Но ведь не революция сделала Россию незападной страной. Революция приняла национально-освободительный характер и, следовательно, антизападную форму, так как развитию России мешала власть западного капитала: Азия отзывалась на то, что было для нее актуально в русском опыте: на свержение иностранного гнета. Этот факт ускользает от внимания В. Г. Короленко. Его позиция гуманиста и сторонника прогресса, подтвержденная всей его жизнью, оказывается неожиданно шаткой в отношении к неевропейским народам (в том числе русскому): за ними не признается право проявлять революционную инициативу, пока Запад не дозреет до социалистической революции.
Это положение принципиально неверно, так как пока они не проявят такой инициативы (в доступной им форме), Запад до социалистической революции не дозреет: рабочие будут «преспокойно пользоваться колониальной монополией» вместе с буржуазией. Классовая борьба не есть нечто внешнее для эволюции классового общества; революция только обостряет ее. Это относится и к глобальной классовой борьбе.

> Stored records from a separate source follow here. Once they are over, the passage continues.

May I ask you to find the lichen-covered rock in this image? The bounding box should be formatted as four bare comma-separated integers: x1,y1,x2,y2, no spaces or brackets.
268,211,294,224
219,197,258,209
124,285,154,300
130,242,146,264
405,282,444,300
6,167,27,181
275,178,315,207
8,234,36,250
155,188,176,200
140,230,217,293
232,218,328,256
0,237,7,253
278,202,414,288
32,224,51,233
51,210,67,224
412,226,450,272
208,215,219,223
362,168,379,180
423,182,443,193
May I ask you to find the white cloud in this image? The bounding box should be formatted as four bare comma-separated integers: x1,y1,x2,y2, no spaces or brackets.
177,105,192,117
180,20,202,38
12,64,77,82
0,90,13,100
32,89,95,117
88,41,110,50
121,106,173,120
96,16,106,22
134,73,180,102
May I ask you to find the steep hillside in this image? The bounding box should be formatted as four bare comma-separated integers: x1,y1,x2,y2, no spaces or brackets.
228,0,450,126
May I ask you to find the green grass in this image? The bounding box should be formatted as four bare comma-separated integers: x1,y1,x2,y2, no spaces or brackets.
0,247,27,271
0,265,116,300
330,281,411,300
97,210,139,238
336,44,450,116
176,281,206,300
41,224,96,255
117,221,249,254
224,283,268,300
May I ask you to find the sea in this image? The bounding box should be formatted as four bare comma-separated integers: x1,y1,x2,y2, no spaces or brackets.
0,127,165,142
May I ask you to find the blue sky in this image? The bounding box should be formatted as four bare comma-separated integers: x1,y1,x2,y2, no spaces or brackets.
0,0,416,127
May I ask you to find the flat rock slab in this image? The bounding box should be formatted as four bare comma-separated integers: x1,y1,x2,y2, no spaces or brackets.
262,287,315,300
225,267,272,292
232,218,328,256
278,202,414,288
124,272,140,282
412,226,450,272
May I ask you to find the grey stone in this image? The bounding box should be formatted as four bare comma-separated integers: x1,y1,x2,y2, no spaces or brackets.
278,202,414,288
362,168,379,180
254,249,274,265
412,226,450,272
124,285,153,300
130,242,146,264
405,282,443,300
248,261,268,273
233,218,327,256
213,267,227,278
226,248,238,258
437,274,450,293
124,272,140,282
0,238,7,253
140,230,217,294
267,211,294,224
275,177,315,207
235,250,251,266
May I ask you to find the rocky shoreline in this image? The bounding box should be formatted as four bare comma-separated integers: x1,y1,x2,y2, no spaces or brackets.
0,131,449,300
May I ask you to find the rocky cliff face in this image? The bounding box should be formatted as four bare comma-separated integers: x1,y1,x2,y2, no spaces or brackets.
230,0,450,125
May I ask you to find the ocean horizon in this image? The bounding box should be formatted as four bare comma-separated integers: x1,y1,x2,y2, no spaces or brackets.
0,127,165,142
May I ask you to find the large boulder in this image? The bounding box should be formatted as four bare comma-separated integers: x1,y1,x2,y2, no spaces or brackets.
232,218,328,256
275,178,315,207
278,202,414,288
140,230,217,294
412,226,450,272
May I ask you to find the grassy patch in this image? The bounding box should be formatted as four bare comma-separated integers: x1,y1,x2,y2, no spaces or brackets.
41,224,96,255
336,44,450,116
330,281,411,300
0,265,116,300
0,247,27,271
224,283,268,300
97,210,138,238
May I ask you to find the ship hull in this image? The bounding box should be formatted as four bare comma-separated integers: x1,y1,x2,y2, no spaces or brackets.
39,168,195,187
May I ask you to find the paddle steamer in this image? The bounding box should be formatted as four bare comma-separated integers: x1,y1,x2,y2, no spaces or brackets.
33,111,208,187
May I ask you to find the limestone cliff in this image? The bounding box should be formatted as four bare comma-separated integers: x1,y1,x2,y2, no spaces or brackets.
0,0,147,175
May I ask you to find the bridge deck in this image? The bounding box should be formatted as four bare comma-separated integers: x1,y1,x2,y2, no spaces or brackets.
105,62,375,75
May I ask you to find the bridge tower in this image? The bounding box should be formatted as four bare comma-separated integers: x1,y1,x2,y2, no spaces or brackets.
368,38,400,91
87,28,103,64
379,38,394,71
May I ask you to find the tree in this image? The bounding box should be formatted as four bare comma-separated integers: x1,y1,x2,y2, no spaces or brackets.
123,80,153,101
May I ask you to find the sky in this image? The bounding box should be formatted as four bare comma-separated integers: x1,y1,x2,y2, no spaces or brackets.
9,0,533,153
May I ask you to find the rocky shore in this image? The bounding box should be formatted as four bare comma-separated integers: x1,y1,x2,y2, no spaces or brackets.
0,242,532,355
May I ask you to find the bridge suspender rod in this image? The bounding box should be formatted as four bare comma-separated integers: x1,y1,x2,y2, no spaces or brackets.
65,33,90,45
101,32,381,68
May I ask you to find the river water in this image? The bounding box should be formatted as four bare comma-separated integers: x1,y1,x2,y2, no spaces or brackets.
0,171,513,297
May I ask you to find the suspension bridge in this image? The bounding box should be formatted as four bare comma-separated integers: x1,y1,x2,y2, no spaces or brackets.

Замечу, что отношение к революции В. Г. Короленко и евразийцев прямо противоположно: антизападный характер революции воспринимается в первом случае – как главный недостаток, а во втором – как достоинство.
В Европе русская революция тоже воспринималась как чужеродное, азиатское явление, как не тареволюция. Правые социал-демократы на этом основании стремились отмежеваться от большевиков, углубляя трещину, разделявшую их раньше. Одна за другой выходят работы Каутского – «Диктатура пролетариата» (1919); «Терроризм и коммунизм» (1920); «От диктатуры к государственному рабству» (1922); «Большевизм в тупике» (1930). Не буду останавливаться на тезисах Каутского о том, что невозможно построить социализм в неготовой к этому стране, что нельзя обойти законы истории, что невозможен социализм без демократии и т. д. Все это верно. Но что тогда, с точки зрения Каутского, произошло в России? Да, в общем, то же, что и с точки зрения русских контрреволюционеров: к власти пришла группа заговорщиков, держащаяся исключительно насилием над народом; для дальнейшего прогресса России ее надо свергнуть.
Конечно, Каутский не называет в качестве причины безбожие и еврейское засилье (наоборот, туманно и бездоказательно намекает на рост антисемитизма) и говорит не о страдающем русском народе, а об угнетенном большевиками пролетариате. Но по существу совпадение полное. По отношению к гипотетической социалистической революции Каутский мог считать себя революционером; по отношению к реально произошедшей революции в России он оказался контрреволюционером.
Нельзя сказать, что Каутский желает поражения большевизма любой ценой. Он отнюдь не за реставрацию прежних порядков; но главная, на мой взгляд, слабость его позиции – в том, что он считает реставрацию невозможной.
«Неудача диктатуры, – писал он в работе "Диктатура пролетариата", – еще не означает крушение революции. Последнее наступило бы тогда, когда большевистская диктатура оказалась бы прологом буржуазной диктатуры. Существеннейшие завоевания революции будут спасены, если своевременно удастся заменить диктатуру демократией» [501]. Революция, чьи завоевания нужно спасать – это не Октябрьская, а Февральская («Мартовская», как называет ее Каутский), и сводятся эти завоевания к политическим свободам, которые весьма категорично названы «демократией». Октябрь прервал эволюцию буржуазной демократии в России, и его завоевания спасать не следует.